Recently, I’ve started work to completely re-write my NPR Listener app for WP7. I wanted to use the Visual Studio 2012 (aka. “Visual Studio 11”) beta for this. Unfortunately, no WP7 SDK for Visual Studio 2012 or Windows 8. I was thinking about why Microsoft hasn’t released the SDK yet and hasn’t even hinted at a release date for the SDK and it occurred to me that the new Windows 8 Desktop Hyper-V feature might be cramping the team’s style.
Think about the problem for a second. The current WP7 SDK runs in it’s own flavor of VM. It’s not a Hyper-V VM — it’s the WP7 emulator. This makes sense to me because Hyper-V emulates an x86 and x64 processor like what you’d see on a laptop or a server for running Windows or Linux. The WP7 emulator has to simulate a different environment for something like a Snapdragon processor for running the Windows CE kernel. Totally not the same thing.
Now, thinking about the technical hurdles that the team would face for getting the Windows Phone 7 emulator running on Windows 8, it gets kinda nasty. They’re either going to preserve the restriction that you can’t be virtualized (aka. no Windows 8 Desktop Hyper-V if you want to develop for WP7) — OR — they’re going to have to figure out how to get that emulator running inside of a Hyper-V VM. Remember — even the host OS in Hyper-V is a virtual machine. Thinking about the likely developers of Windows Phone apps, they’re probably not only interested in Windows Phone dev but they’re probably doing a lot of other stuff. They’ve probably got pretty decent hardware, too and probably a good percentage of them will be using the Hyper-V Desktop role to play with all the server VMs that Microsoft is serving up lately. (Gotta keep your skillz sharp, right?)
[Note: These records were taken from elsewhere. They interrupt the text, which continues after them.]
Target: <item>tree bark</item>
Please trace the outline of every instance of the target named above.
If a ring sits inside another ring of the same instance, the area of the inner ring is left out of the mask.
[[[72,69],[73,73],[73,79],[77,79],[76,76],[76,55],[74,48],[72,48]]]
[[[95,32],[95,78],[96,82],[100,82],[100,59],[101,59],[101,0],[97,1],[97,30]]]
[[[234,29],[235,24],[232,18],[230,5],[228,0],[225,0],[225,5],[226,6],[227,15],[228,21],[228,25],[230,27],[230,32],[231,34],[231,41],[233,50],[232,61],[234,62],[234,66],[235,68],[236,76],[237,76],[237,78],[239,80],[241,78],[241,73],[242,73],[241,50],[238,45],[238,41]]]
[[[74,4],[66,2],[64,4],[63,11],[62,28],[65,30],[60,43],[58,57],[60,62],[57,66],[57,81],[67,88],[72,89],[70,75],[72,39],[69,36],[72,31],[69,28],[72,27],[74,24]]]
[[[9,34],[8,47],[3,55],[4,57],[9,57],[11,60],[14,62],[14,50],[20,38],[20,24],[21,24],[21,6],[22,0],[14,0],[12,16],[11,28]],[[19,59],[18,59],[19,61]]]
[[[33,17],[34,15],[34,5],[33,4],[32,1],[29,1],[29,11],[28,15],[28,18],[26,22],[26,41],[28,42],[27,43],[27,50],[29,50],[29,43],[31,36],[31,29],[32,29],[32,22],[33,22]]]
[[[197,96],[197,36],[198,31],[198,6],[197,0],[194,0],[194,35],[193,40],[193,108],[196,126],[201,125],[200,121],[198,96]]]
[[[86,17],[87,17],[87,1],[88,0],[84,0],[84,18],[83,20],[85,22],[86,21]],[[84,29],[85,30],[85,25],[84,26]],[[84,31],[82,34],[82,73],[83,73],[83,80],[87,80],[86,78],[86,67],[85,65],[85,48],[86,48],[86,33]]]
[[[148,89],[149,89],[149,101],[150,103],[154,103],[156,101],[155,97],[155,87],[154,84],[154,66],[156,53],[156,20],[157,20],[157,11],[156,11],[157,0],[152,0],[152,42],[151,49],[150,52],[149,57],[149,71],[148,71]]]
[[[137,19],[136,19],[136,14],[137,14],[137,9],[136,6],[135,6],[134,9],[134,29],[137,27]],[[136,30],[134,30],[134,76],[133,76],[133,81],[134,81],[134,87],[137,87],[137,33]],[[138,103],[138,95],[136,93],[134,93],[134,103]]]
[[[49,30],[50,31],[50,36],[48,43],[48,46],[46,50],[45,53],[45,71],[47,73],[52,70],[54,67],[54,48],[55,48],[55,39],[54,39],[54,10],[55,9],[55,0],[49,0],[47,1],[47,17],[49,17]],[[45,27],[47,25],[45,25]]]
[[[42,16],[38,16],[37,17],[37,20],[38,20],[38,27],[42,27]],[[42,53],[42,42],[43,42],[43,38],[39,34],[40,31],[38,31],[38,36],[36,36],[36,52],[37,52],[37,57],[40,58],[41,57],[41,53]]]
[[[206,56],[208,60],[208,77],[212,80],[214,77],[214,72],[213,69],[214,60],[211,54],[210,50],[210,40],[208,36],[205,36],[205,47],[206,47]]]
So, is Microsoft really going to stomp on that developer’s joy and say “no Hyper-V for you”? Feels unlikely to me. It’s a monster of a “dissatisfier” and it complicates the SDK requirements because now they can’t just say “Windows 7 or Windows 8” in the pre-requisites. They’d have to explain the architecture of Hyper-V virtualization while they tell you about installing their SDK. Sounds confusing.
If you believe the rumors that the next version of Windows Phone is going to use the MinWin kernel (aka. the same kernel as the rest of Windows 8) and that Apollo will drop in 2012, this starts to get hairy for planning and makes me start thinking about muda (waste). If I’m on the team and I’m the Product Owner trying to optimize usage of developer resources, getting that emulator VM working inside Hyper-V when I’m going to be able to host that same OS inside of a Hyper-V VM soon is a complete waste. The team would spend a bunch of time working on it, it launches, and has a lifespan that’s less than probably 9 months. Total waste of time.
My predictions: the version of the Windows Phone SDK that will run in Visual Studio 2012 and Windows 8 will have a Hyper-V-based emulator and the OS that runs inside that emulator will use the Windows 8 kernel. Basically, that emulator is going to run some version of the Apollo OS. I’ll bet that Apollo is coming sooner than we think.
(shrug) But who knows. This is just me thinking about stuff while I brushed my teeth. I could be completely out of my mind. What do you think?